For some reason, this makes me want to punch Linzie in the nose. "Um, I'm not trying to be rude, but of course he does. He was married to her for more than twenty years." I inhale deeply, fighting to control my off-the-handle temper. "Like I said—I'm not calling about my mom, so can I talk to my dad now please?"

I hear silence, and for a long moment, I think she's hung up. Then my dad is on the phone.

"Elizabeth."

"Hi Dad." In the background, I can hear a girl's voice, and I know it's one of them. Fern or Hollow. 'One of my new girls'. I lean my head against the wall. "Look Dad, I just had a quick question for you."

"Okay. What's your question?"

I wrap the curly cord of the olive green phone around my finger, biting my lip, because I hate to ask this—but I have no choice. "I was wondering if I could get a loan. From the DeVille Trust, or from you."

My words are followed by a long pause, during which I honestly have no idea what he will say. Then I hear a sort-of snort.

"Elizabeth, are you serious? We’ve talked about this. You can't spend money like your mother used to. I know it's hard for you, growing up the way you did, but this is life now and you're twenty-three—"

"Dad, I'm not. I'm not spending any money." I clench my jaw, breathing deeply as my pulse races. "I never buy anything. It's not for me."

Pause. "So you are calling for your mother?"
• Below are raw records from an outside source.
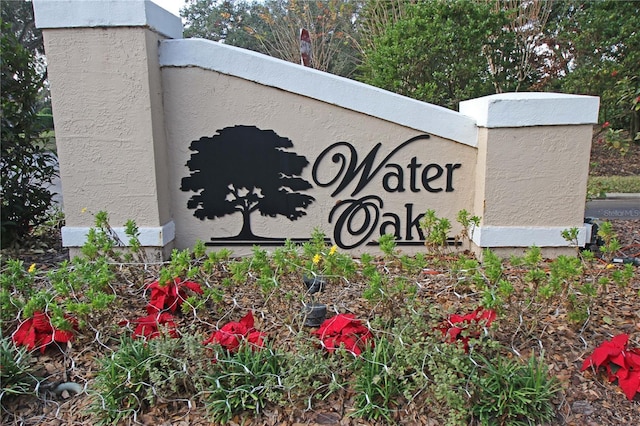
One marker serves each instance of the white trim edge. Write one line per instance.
(526, 236)
(157, 236)
(106, 13)
(325, 87)
(526, 109)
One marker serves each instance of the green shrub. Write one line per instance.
(511, 393)
(25, 166)
(17, 374)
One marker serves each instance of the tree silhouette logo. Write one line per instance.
(245, 169)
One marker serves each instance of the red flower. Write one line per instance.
(620, 363)
(344, 329)
(148, 327)
(453, 327)
(170, 295)
(37, 331)
(233, 333)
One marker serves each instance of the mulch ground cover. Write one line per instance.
(586, 398)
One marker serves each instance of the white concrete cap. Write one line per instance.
(106, 13)
(329, 88)
(531, 109)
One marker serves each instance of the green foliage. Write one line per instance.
(141, 372)
(434, 52)
(598, 186)
(611, 244)
(436, 230)
(25, 166)
(17, 375)
(510, 393)
(273, 27)
(243, 381)
(387, 244)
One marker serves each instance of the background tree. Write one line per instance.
(245, 169)
(517, 55)
(273, 27)
(26, 166)
(602, 39)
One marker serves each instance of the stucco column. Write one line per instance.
(106, 91)
(532, 168)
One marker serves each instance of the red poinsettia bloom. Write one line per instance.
(149, 327)
(37, 332)
(233, 333)
(170, 295)
(620, 363)
(344, 330)
(454, 326)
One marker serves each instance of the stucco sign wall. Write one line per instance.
(197, 140)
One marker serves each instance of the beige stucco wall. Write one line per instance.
(532, 176)
(106, 99)
(199, 102)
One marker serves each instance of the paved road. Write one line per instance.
(627, 207)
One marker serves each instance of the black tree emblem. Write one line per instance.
(244, 169)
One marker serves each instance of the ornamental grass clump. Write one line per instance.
(344, 330)
(462, 328)
(232, 334)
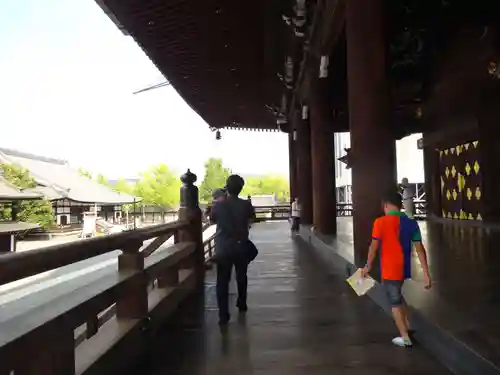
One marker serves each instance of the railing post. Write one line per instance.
(134, 304)
(189, 210)
(51, 352)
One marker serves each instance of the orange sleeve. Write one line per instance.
(377, 230)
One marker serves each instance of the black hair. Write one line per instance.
(234, 184)
(394, 198)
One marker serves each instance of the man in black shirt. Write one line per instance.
(232, 217)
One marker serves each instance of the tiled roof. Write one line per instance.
(9, 192)
(58, 180)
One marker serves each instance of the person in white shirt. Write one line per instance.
(295, 215)
(408, 204)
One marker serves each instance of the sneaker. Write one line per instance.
(242, 307)
(399, 341)
(224, 319)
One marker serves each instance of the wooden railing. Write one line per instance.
(100, 325)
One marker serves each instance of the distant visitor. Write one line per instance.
(295, 216)
(408, 203)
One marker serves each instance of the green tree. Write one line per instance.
(101, 179)
(215, 178)
(159, 186)
(122, 186)
(31, 211)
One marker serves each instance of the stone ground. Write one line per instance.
(301, 320)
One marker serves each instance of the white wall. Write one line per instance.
(410, 162)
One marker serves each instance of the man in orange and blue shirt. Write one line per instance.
(395, 234)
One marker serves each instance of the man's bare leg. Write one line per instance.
(399, 318)
(404, 307)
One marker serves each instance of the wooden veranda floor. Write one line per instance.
(301, 320)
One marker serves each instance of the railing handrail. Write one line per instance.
(16, 266)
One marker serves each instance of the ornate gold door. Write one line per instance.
(472, 204)
(461, 182)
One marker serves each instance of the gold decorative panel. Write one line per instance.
(461, 182)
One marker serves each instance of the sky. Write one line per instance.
(67, 75)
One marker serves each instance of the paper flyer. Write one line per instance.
(361, 285)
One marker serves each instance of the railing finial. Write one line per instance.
(189, 191)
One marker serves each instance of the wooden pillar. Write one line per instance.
(292, 158)
(322, 162)
(189, 210)
(489, 148)
(372, 144)
(304, 183)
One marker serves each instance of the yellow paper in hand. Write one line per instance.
(361, 285)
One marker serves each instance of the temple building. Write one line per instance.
(409, 160)
(71, 194)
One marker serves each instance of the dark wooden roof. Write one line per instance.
(221, 56)
(227, 58)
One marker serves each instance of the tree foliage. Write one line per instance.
(159, 186)
(31, 211)
(215, 178)
(267, 185)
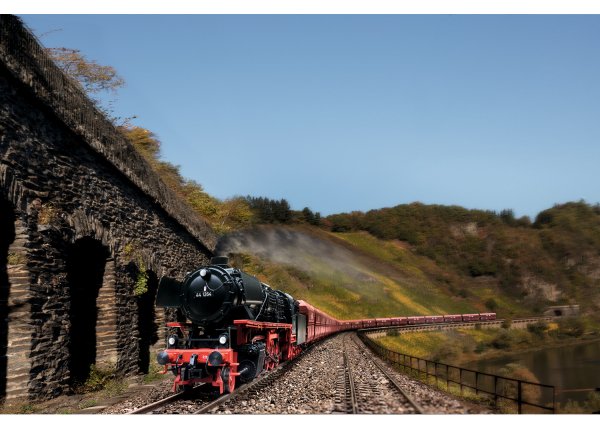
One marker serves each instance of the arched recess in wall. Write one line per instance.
(147, 322)
(86, 265)
(7, 236)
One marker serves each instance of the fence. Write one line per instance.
(507, 394)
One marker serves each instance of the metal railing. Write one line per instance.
(507, 394)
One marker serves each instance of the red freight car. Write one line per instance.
(453, 318)
(470, 317)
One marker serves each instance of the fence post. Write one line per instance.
(495, 390)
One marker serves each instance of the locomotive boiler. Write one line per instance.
(238, 326)
(215, 295)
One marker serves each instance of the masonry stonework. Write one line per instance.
(67, 177)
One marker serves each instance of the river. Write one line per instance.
(569, 368)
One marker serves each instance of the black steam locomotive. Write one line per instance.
(237, 326)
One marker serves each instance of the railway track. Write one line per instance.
(362, 391)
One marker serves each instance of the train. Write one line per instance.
(237, 327)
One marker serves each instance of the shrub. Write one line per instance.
(503, 340)
(538, 329)
(571, 326)
(491, 304)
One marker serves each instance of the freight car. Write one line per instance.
(238, 327)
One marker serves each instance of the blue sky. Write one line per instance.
(357, 112)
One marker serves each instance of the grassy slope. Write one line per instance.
(391, 281)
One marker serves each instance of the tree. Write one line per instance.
(491, 304)
(92, 76)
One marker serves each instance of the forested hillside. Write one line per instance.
(555, 260)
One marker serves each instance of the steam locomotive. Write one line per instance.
(239, 327)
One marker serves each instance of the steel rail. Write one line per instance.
(157, 404)
(350, 392)
(260, 382)
(385, 371)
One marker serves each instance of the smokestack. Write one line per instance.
(222, 261)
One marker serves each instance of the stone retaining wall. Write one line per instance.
(70, 177)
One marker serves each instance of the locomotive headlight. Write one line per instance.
(172, 341)
(162, 358)
(223, 339)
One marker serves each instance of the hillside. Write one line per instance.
(420, 259)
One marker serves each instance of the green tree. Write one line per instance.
(93, 77)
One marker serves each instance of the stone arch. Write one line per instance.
(7, 236)
(86, 268)
(148, 327)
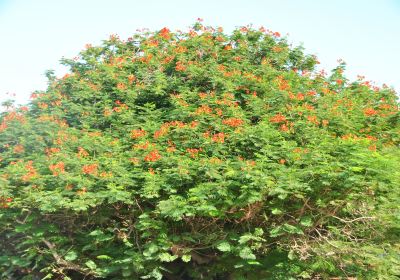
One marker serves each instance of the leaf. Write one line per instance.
(71, 256)
(247, 254)
(186, 258)
(306, 221)
(166, 257)
(276, 211)
(91, 264)
(224, 247)
(104, 257)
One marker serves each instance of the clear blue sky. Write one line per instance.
(36, 34)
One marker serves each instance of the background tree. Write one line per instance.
(200, 155)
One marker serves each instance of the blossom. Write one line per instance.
(57, 168)
(180, 67)
(165, 33)
(233, 122)
(90, 168)
(82, 152)
(137, 133)
(370, 112)
(218, 137)
(152, 156)
(278, 118)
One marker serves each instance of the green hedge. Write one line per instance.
(201, 155)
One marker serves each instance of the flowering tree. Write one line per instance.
(200, 155)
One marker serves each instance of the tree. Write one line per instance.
(201, 155)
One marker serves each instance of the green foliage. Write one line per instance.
(200, 155)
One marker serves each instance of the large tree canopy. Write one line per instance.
(201, 155)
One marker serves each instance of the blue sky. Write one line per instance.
(36, 34)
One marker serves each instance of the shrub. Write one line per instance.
(200, 155)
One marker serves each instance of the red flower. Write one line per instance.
(57, 168)
(278, 118)
(180, 67)
(165, 33)
(137, 133)
(89, 168)
(370, 112)
(218, 137)
(233, 122)
(152, 156)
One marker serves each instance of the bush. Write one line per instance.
(201, 155)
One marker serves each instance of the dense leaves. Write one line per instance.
(201, 155)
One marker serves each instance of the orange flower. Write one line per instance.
(121, 86)
(134, 160)
(204, 109)
(278, 118)
(89, 168)
(57, 168)
(233, 122)
(31, 171)
(218, 137)
(180, 67)
(137, 133)
(82, 152)
(370, 112)
(152, 156)
(313, 119)
(193, 152)
(165, 33)
(18, 149)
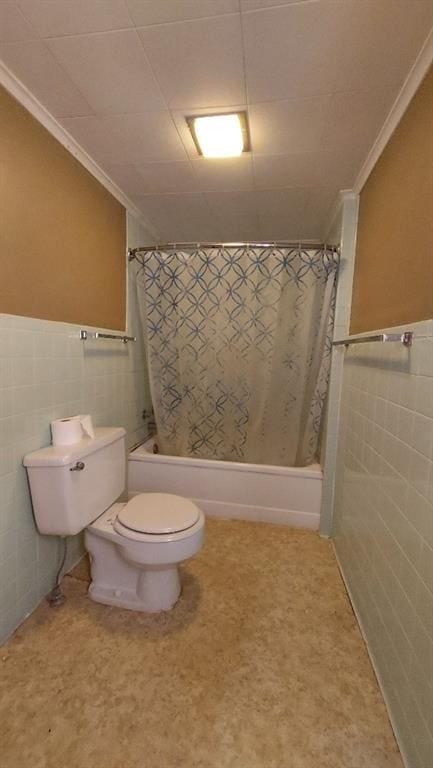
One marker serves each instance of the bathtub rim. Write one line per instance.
(143, 454)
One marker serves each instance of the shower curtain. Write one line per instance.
(238, 344)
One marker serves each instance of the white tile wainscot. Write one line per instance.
(383, 522)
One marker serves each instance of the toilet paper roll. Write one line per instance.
(67, 431)
(87, 424)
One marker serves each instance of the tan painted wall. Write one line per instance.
(393, 280)
(62, 234)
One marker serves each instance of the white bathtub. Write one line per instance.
(289, 495)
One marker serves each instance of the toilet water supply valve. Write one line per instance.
(78, 466)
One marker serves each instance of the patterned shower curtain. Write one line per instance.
(238, 344)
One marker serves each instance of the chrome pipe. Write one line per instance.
(404, 338)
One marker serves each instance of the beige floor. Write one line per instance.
(260, 665)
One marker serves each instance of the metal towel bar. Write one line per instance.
(85, 335)
(404, 338)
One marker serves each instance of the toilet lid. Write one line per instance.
(158, 513)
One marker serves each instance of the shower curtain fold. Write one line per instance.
(238, 350)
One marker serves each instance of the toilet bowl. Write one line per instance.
(135, 549)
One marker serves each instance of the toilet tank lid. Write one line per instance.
(62, 455)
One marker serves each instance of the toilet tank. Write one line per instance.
(67, 496)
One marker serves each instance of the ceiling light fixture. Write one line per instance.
(220, 135)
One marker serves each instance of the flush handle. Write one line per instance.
(78, 467)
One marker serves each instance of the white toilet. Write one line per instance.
(135, 547)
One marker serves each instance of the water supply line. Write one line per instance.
(57, 597)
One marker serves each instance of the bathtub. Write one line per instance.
(288, 495)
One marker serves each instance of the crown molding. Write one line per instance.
(343, 195)
(407, 92)
(22, 94)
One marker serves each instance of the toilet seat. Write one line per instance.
(157, 514)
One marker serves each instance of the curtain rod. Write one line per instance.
(132, 252)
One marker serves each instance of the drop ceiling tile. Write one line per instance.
(206, 57)
(35, 66)
(281, 212)
(148, 136)
(355, 118)
(71, 17)
(12, 24)
(381, 42)
(318, 210)
(126, 176)
(224, 174)
(280, 127)
(179, 217)
(307, 169)
(167, 177)
(292, 50)
(99, 142)
(146, 12)
(111, 71)
(235, 214)
(129, 138)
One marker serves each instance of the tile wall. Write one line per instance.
(383, 523)
(46, 373)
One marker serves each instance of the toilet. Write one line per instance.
(135, 547)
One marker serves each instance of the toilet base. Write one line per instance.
(157, 590)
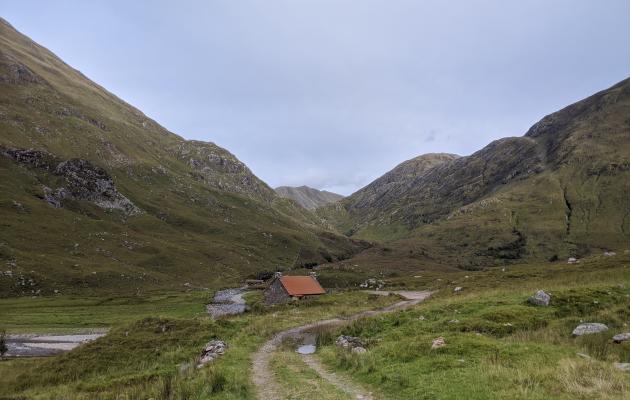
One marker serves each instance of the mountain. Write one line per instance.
(558, 191)
(307, 197)
(96, 196)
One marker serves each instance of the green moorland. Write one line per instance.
(153, 356)
(498, 346)
(204, 216)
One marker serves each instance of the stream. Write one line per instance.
(35, 345)
(227, 302)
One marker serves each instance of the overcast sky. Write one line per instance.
(334, 93)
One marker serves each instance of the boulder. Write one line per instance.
(621, 337)
(437, 343)
(540, 298)
(589, 328)
(212, 350)
(349, 342)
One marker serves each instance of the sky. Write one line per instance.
(334, 93)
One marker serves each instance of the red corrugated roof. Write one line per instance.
(301, 285)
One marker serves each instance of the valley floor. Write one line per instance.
(497, 345)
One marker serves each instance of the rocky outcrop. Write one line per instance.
(351, 343)
(211, 351)
(220, 169)
(589, 329)
(83, 181)
(540, 298)
(17, 73)
(621, 337)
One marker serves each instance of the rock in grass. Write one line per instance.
(622, 366)
(349, 342)
(212, 350)
(437, 343)
(589, 328)
(540, 298)
(621, 337)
"No." I grit my teeth as rage builds in me, pooling underneath my breastbone and radiating out over my shoulders like venom from a snake bite. I huff my breath out, so angry now I'm seeing stars. "Dad, did you tell Linzie to screen my phone calls?"

"Screen your calls? Of course not, Elizabeth. Linzie would never do something like that. She cares a lot about our relationship."

I can feel my lower lip tremble. "Why don't I believe you?"

He sighs, and it's the sigh he used to save for Mom. I get the eerie feeling Linzie is standing right beside him, encouraging him, with her deep brown eyes, to stick it to me.

"Elizabeth. You have issues with trust."

“What?”

“There’s money available for counseling—”

His comment takes me off guard and makes me furious. "Oh yeah?" I demand, cutting him off. "You think so? Maybe Linzie could see me. Do herbalists take insurance? I know they’re great advice givers, so maybe I could fly out—"

I'm still going—verbal vomit, that's what Cross would call it—when the dial tone dings.

My mouth stays open and my eyes fill up with tears. "I need counseling?" I slam the phone down with all my might, feeling the impact in my fingertips as I whirl around to face the empty kitchen.

At least, it was supposed to be empty. I was supposed to curl into a ball and sob, because when I get this mad, it's the only thing I can do to discharge my anger. Instead, I find myself staring at Hunter West.